Today’s TalkTalk results would have been a cause for celebration if it wasn’t for the cyber attack that hit the company last month. The company’s revenues were up 4.7% in the six months to September, and its interim dividend is up too, but all eyes are on another figure it released today - £35m.

That’s how much TalkTalk estimates the attack could end up costing it in extra IT and customer service costs and lost revenue as a result of its website being out of action. Last week the company said that 4% of its customers had been affected by the breach, fewer than previously feared. But that’s still almost 157,000 people, 15,656 of which had their bank details ‘accessed’. All of those affected will be offered a free upgrade, in the form of a mobile contract, TV, unlimited calls or a broadband ‘health check’.
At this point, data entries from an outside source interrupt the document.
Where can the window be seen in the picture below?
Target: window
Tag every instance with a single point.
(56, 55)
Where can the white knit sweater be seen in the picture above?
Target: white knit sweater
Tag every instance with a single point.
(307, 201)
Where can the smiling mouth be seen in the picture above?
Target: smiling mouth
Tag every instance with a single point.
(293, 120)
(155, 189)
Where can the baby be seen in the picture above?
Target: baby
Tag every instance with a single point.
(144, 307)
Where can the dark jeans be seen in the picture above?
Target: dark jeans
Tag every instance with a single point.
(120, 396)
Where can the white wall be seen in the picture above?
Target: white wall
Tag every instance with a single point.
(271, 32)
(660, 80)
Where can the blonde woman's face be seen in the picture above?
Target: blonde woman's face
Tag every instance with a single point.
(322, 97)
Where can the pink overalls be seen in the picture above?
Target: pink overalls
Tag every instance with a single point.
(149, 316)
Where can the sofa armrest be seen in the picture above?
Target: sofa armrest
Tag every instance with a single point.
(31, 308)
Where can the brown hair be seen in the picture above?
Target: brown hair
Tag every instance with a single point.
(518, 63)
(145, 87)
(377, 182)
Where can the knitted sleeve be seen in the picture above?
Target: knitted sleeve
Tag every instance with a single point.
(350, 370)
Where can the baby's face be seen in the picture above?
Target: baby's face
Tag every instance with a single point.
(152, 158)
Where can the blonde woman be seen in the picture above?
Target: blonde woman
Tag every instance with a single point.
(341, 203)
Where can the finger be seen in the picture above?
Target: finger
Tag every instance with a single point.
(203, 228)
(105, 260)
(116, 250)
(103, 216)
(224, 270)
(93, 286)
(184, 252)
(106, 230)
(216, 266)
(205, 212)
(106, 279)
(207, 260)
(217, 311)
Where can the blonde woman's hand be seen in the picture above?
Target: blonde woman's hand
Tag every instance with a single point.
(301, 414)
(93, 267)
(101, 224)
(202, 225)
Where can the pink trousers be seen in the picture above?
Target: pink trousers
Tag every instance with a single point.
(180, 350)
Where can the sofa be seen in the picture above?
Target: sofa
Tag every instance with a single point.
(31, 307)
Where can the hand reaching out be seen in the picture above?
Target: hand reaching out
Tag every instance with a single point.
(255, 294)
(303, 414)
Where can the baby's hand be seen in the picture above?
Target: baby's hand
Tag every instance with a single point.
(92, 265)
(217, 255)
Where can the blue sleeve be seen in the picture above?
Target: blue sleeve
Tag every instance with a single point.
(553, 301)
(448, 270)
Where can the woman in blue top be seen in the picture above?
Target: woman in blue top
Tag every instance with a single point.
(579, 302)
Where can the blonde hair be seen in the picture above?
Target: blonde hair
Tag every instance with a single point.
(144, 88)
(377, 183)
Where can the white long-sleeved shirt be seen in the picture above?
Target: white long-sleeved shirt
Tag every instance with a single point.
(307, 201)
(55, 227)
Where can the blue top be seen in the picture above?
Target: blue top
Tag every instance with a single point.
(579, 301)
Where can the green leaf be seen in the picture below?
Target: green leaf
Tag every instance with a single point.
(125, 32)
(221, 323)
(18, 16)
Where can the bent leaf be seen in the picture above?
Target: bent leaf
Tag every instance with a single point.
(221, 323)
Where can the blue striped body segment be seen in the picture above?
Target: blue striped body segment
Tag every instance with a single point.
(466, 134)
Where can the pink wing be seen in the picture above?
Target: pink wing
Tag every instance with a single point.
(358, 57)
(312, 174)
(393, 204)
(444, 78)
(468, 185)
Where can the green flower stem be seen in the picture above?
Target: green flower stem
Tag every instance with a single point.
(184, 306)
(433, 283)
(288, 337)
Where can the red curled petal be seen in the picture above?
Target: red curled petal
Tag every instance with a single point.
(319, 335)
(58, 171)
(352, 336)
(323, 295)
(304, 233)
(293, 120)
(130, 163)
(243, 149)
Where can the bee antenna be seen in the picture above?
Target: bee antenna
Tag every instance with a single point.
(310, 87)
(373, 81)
‘We have recently been able to confirm that far fewer people were impacted by the attack than originally feared,’ said chief exec Dido Harding. ‘However, TalkTalk takes the security of customers' data extremely seriously and we are taking significant further steps to ensure our systems are protected, as well as writing to all our customers outlining what we are doing to keep their data safe.’

Read more: In defence of Dido Harding

£35m is no small potatoes, but compared against half-year revenues of £912m it's not apocalyptic. The real question that will take longer to answer is the long-term impact of the attack on TalkTalk’s brand. Will swathes of angry customers who no longer trust the company jump ship? It’s possible, but there’s also a chance that customers care a lot more about price. Despite the hack, TalkTalk says that it's still on track to meet market expectations. 

‘While it is too early at this stage to assess the wider impact of the cyber attack on the business, early data on churn and retention activity in the days since the attack is encouraging,’ the company said. That’s nice and vague.

It’s not like TalkTalk is in an uncompetitive market – BT, Vodafone and Sky have all got their eyes on a bigger slice of the telecoms pie. Chances are, the true cost of TalkTalk’s cyber attack is likely to be a lot more than £35m.